The disclosed subject matter can provide a brain permeable small molecule activator of LCAT to engage physiologically relevant pathways such as HDL maturation in the case of AD or cholesterol trafficking and efflux in the case of NPC. A brain penetrant small molecule activator of LCAT can lead to increase in CE formation in the brain to facilitate clearance of pathologically accumulated cholesterol from intracellular stores in NPC. Further, facilitating HDL maturation and cholesterol trafficking in the brain can lead to prophylactic and therapeutic benefit in AD as well. The disclosed subject matter can serve as both a prophylactic target which can safely delay onset of AD as well as therapeutic intervention for NPC and AD where none currently exist. An improved in vitro assay for LCAT activity can be used together with certain published LCAT activators (Manthei et al., 2018; Freeman et al., 2017, assay Fig. 12).

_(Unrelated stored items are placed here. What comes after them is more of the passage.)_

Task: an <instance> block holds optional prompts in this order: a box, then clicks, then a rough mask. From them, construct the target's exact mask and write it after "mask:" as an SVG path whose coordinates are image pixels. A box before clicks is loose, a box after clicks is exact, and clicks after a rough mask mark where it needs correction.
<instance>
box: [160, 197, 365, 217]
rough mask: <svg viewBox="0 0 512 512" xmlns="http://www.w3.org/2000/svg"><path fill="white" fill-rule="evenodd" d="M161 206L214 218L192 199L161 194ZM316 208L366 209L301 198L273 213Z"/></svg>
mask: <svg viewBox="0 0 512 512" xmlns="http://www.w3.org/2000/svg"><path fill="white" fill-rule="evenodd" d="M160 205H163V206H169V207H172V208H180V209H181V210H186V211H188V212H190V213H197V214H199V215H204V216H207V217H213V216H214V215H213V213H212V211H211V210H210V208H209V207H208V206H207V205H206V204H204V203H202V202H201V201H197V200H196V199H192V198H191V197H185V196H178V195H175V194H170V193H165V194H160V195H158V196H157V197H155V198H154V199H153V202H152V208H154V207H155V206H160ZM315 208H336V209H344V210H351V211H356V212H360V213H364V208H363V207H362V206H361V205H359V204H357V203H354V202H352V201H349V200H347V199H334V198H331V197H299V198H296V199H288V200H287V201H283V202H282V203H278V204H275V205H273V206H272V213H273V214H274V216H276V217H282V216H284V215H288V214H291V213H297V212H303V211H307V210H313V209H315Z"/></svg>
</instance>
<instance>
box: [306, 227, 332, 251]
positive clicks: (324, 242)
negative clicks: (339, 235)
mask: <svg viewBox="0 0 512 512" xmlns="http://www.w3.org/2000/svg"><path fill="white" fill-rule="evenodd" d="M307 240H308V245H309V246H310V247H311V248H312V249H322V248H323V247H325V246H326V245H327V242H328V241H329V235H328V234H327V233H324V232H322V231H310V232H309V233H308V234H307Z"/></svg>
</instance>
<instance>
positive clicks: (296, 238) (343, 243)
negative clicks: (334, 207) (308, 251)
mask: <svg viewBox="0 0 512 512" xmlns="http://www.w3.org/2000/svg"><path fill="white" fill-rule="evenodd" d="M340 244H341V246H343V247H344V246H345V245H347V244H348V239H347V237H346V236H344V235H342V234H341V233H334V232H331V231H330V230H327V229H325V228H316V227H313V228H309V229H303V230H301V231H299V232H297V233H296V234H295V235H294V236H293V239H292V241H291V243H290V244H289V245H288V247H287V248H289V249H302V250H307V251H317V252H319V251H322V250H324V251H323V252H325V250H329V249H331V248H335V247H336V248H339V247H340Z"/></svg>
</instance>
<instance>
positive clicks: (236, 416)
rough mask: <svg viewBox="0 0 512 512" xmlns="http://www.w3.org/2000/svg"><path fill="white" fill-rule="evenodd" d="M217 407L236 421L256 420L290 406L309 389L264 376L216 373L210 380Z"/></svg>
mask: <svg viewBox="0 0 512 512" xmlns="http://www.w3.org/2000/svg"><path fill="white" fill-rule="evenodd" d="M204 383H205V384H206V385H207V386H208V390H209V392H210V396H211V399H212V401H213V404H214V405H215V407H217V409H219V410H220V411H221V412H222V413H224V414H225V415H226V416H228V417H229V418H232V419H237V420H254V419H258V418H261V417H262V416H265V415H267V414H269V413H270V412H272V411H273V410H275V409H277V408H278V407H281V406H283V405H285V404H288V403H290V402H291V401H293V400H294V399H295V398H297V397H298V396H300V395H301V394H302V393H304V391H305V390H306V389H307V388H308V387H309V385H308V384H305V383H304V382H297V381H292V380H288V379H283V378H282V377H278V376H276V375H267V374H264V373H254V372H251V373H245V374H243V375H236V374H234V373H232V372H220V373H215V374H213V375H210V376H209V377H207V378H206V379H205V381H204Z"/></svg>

The present disclosure is not to be limited in scope by the specific embodiments described herein. Indeed, various modifications of the disclosure in addition to those described herein will become apparent to those skilled in the art from the foregoing description and the accompanying figures. Such modifications are intended to fall within the scope of the appended claims.

Publications are cited throughout this application, the disclosures of which are incorporated herein by reference in their entireties.